Your directory will now have a new shapefile named US_county_1890_reprojected.shp. We can inspect this new shapefile the same way that we inspected the original.

ogrinfo -so -al US_county_1890_reprojected.shp

Here is part of the output from that command:

Layer name: US_county_1890_reprojected
Geometry: Polygon
Feature Count: 2799
Extent: (-179.147340, 24.521051) - (179.778480, 71.389613)
Layer SRS WKT:
GEOGCS["GCS_WGS_1984",
    DATUM["WGS_1984",
        SPHEROID["WGS_84",6378137,298.257223563]],
    PRIMEM["Greenwich",0],
    UNIT["Degree",0.017453292519943295]]

Notice that the coordinates are not reported in degrees of latitude and longitude, and that the CRS is GCS_WGS_1894, which is what we wanted.

Simplifying

This shapefile is about 74 MB. It is so large because it stores much more detail about county boundaries than we are likely to need. Below is part of the shapefile containing information about the Gulf of Mexico. As you can see, it contains far more information than we would ever need to display if we are creating a map at the level of the nation or the region.

This shapefile has far more detail than we need. Here we are zoomed in on the Gulf of Mexico.

This shapefile has far more detail than we need. Here we are zoomed in on the Gulf of Mexico.

The size of this shapefile may make working with it prohibitively slow, and it will be too large to upload to services like CartoDB. What we need to do is to simplify the lines so they do not contain excessive detail, and perhaps remove unnecessary polygons such as small islands. For an explanation of how spatial line simplification works, see Mike Bostock’s dynamic “Line Simplification” example.

Simplification is tricky, however, because we can easily oversimplify the map. A common problem is that the boundaries of two polygons that share a boundary will be simplified differently, so that gaps or slivers are introduced. This is particular a problem with simplifying shapefiles in GIS software like QGIS.

The best tool that I have found to simplify shapefiles is Map Shaper. Map Shaper lets you upload a file and then dynamically decide on the level of simplification. Below is the same region of the Gulf of Mexico simplified so that we are keeping only 1% of the spatial data. Though this looks blocky at this level of zoom, it looks perfectly acceptable when zoomed out to the scale of the nation. The resulting file is only 4 MB: a huge savings.

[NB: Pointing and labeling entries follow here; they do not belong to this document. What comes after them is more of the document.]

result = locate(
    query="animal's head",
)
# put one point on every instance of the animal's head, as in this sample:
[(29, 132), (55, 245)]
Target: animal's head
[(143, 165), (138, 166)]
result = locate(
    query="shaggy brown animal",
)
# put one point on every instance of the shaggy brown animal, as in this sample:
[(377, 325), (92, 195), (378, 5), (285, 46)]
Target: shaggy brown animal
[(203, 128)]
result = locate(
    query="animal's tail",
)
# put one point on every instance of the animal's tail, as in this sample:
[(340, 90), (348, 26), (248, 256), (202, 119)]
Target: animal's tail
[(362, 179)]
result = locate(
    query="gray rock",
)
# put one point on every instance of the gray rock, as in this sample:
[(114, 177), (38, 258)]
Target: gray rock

The same polygons simplified by keeping only 1% of the spatial information.

The same polygons simplified by keeping only 1% of the spatial information.

When you download the file, you can overwrite the existing shapefile or keep a copy under a different name. Keep in mind, though, that the shapefile needs its associated files to keep track its projection and other data. If you rename the shapefile to something like US_county_1890_simplified.shp, then you will need to make copies of the .dbf, .prj, .shx and other files with the same name as well.

If you wish to simplify polygons or lines at the command line, ogr2ogr does provide a method. But because it does not take account of topology (i.e., it does not know that boundaries are shared by polygons) you are better off using the mapshaper command-line interface or the topojson command-line interface.

Converting formats

You can convert vector data from one format to another using ogr2ogr. In this case, we will convert our simplified and reprojected shapefile to GeoJSON.

ogr2ogr -f "GeoJSON" US_county_1890.geojson US_county_1890_simplified.shp

  1. There are other kinds of raster spatial data. For example, scientists might have temperature data about the earth’s surface in a raster format. In general, however, humanists are less likely to encounter raster data in this form.

  2. You may get a number of warnings about the precision of the values in the shapefile; these can be safely ignored.